La storia dei coltelli SOG inizia in Vietnam, dove i membri di un’ unità speciale americana porta nella giungla un coltello da combattimento. Questa unità speciale è conosciuta come MACV-SOG  (Military Assistance Command, Vietnam – Studies and Observations Group)  e la sua esistenza era una volta, del tutto negata dal governo degli Stati Uniti.

La SOG Aura Camp Knife  ha una lunghezza totale di 28 cm circa, la sola lama misura 15 cm circa ed è creata in acciaio inossidabile 7Cr13  temprato ad un Rockwell di 54-56, quindi, è un acciaio duro con una buona tenuta del filo della lama e resistenza alla corrosione. Di conseguenza, è perfetto come coltello militare.

 

 

Inoltre, questo coltello è dotato di una manico in nylon estremamente ergonomico ricoperto con gomma morbida Zytel che contiene un piccolo acciaino removibile all’interno di una cavità. Il coltello viene fornito con una  guaina in nylon con chiusura a velcro.

Secondo SOG, la lama del coltello Aura Camping  si basa sul coltello originale realizzato da Rezin Bowie per il fratello Jim che ha fatto il disegno originale. Divenne famoso, perché fu utilizzato per vincere una battaglia che ha avuto luogo sul fiume Mississippi vicino a Natchez, in Tennessee.

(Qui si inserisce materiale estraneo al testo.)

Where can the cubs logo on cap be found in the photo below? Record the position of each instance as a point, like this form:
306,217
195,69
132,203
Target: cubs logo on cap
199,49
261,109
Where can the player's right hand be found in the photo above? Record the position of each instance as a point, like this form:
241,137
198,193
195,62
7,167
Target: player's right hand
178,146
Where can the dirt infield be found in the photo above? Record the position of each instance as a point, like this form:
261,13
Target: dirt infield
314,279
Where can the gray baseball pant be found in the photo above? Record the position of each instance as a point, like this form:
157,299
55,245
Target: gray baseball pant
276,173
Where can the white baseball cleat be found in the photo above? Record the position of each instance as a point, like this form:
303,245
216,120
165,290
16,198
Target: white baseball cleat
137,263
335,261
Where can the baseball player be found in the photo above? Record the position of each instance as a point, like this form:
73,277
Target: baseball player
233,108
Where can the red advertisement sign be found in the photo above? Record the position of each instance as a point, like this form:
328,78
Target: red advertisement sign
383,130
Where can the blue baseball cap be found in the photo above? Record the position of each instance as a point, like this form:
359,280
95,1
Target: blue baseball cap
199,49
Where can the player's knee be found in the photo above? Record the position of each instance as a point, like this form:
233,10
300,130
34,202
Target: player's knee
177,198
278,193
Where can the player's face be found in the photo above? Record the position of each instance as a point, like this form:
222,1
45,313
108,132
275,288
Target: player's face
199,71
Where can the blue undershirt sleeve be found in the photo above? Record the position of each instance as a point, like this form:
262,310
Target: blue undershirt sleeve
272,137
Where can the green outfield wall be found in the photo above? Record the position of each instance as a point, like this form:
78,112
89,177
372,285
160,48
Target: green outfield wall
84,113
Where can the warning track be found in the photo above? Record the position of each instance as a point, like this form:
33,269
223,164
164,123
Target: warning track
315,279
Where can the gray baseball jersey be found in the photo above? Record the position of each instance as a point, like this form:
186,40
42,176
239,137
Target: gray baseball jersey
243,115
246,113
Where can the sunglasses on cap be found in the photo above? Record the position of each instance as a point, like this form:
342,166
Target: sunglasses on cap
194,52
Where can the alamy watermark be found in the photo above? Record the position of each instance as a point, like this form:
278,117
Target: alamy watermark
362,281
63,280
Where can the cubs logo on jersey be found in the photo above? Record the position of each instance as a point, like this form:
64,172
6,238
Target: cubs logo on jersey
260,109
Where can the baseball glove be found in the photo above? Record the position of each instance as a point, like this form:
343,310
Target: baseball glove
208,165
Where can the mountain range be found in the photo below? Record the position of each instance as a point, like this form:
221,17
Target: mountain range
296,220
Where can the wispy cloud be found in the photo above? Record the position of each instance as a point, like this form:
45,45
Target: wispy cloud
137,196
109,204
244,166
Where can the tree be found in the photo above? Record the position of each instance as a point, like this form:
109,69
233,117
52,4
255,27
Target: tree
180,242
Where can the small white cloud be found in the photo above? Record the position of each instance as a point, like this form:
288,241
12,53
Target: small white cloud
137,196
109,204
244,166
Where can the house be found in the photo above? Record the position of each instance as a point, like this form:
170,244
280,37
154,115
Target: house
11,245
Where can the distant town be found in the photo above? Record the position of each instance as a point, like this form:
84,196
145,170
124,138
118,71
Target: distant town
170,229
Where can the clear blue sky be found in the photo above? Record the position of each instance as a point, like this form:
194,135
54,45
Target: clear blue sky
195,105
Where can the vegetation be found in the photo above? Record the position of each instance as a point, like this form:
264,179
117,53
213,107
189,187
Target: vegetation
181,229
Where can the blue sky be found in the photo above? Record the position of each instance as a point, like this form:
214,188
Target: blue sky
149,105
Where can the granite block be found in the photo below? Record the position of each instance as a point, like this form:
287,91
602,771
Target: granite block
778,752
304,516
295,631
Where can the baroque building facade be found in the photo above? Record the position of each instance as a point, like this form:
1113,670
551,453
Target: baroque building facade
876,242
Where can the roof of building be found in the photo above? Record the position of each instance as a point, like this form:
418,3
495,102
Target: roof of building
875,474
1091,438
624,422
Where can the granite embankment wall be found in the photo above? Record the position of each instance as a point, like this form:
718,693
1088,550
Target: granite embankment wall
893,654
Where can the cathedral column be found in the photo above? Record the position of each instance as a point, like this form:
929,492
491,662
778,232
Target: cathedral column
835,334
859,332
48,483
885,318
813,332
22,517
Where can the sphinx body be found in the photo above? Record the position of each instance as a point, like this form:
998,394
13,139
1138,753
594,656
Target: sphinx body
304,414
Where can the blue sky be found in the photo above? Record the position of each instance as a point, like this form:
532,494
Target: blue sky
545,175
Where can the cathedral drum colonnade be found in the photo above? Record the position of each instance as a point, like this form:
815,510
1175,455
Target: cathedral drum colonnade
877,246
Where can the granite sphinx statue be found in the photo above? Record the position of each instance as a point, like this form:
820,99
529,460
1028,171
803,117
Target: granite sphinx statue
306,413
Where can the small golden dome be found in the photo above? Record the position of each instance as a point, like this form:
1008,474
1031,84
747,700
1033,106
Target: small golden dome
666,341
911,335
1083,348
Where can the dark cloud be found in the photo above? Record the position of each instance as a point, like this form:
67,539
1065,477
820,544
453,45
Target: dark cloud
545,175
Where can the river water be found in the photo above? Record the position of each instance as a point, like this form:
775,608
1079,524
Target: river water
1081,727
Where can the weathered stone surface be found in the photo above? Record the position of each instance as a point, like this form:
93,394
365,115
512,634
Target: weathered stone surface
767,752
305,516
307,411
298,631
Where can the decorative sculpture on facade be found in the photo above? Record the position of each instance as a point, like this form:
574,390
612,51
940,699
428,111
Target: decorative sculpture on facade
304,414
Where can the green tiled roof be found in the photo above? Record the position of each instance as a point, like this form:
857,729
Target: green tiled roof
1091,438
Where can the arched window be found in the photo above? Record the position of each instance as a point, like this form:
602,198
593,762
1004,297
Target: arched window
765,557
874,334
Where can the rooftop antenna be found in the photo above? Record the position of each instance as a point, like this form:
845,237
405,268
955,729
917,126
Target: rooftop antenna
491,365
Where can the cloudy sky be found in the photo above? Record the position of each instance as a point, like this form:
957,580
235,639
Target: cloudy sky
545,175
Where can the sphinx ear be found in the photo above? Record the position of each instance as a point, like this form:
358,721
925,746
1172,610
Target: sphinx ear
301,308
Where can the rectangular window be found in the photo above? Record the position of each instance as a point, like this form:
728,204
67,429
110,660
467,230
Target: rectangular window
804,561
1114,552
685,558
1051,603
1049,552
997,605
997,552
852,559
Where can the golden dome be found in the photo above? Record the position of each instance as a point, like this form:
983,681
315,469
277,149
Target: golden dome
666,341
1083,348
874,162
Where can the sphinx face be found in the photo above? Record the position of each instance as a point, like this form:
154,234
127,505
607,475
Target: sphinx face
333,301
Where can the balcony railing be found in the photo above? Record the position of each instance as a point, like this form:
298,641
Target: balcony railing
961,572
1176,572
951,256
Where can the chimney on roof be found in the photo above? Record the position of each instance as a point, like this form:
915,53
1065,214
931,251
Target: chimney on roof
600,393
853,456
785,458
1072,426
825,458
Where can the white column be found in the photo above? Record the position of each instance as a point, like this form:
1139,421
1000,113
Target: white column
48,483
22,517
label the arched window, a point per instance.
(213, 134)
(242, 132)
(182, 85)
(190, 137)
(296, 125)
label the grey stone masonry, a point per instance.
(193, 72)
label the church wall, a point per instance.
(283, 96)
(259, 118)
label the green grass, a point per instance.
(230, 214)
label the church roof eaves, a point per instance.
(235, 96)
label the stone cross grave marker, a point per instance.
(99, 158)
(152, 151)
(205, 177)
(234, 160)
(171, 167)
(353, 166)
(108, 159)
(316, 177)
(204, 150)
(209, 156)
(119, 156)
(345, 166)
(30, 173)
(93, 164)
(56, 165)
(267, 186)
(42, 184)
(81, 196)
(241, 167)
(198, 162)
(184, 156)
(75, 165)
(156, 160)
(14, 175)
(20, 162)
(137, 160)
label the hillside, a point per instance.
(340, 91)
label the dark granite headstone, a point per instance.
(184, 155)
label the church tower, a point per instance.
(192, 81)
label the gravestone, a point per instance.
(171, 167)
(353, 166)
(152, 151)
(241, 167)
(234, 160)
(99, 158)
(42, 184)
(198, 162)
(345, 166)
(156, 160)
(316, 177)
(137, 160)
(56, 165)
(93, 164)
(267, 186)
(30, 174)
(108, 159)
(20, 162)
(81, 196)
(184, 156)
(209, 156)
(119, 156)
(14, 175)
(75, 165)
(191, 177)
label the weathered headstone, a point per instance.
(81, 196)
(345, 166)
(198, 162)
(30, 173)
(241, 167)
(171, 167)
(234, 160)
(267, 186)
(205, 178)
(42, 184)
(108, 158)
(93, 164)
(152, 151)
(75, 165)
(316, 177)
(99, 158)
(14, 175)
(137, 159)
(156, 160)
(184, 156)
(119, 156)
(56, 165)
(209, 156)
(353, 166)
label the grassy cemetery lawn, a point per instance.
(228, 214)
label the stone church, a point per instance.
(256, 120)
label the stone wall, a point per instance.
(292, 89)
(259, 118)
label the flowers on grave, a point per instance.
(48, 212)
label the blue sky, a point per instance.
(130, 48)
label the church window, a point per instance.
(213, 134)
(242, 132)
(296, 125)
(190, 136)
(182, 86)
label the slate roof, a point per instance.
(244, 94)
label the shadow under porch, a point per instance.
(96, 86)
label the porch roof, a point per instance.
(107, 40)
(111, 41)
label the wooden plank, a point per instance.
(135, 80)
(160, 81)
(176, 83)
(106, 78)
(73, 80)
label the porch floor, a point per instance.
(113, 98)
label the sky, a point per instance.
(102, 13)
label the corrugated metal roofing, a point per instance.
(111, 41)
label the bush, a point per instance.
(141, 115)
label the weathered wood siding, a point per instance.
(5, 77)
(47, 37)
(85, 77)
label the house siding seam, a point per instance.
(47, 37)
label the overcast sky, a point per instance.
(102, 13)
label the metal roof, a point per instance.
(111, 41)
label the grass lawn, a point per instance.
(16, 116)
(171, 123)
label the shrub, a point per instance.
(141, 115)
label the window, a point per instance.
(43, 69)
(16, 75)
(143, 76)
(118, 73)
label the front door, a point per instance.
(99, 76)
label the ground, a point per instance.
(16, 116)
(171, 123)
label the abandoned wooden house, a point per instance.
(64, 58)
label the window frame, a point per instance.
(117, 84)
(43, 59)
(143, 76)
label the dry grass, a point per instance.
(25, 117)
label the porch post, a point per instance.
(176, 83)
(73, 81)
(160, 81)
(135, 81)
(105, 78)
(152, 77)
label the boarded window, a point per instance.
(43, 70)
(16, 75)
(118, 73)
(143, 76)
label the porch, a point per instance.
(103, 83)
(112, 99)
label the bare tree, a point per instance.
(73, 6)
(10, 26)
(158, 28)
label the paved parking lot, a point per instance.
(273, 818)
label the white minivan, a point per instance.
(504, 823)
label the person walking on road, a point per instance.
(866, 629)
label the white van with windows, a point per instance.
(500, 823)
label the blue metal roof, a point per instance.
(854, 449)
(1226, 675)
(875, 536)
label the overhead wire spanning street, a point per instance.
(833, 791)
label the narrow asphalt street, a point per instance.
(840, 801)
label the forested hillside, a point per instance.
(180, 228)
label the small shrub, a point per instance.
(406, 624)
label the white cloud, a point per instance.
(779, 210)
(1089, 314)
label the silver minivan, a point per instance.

Il coltello è estremamente ben progettato per un uso militare e di sopravvivenza.

La cavità della lama crea un bordo molto tagliente ed il piccolo ricasso permette di affilare la lama per tutta la lunghezza, potendo fare leva senza preoccuparsi di tagliarsi le mani. Inoltre, il quillon integrato impedisce alle dita dell’utente di scivolare inavvertitamente in avanti sul bordo della lama.

Il manico in nylon rinforzato è stato modellato per essere aderente alla mano. Il morbido rivestimento in gomma Zytel dona al manico una presa ottima e molto confortevole.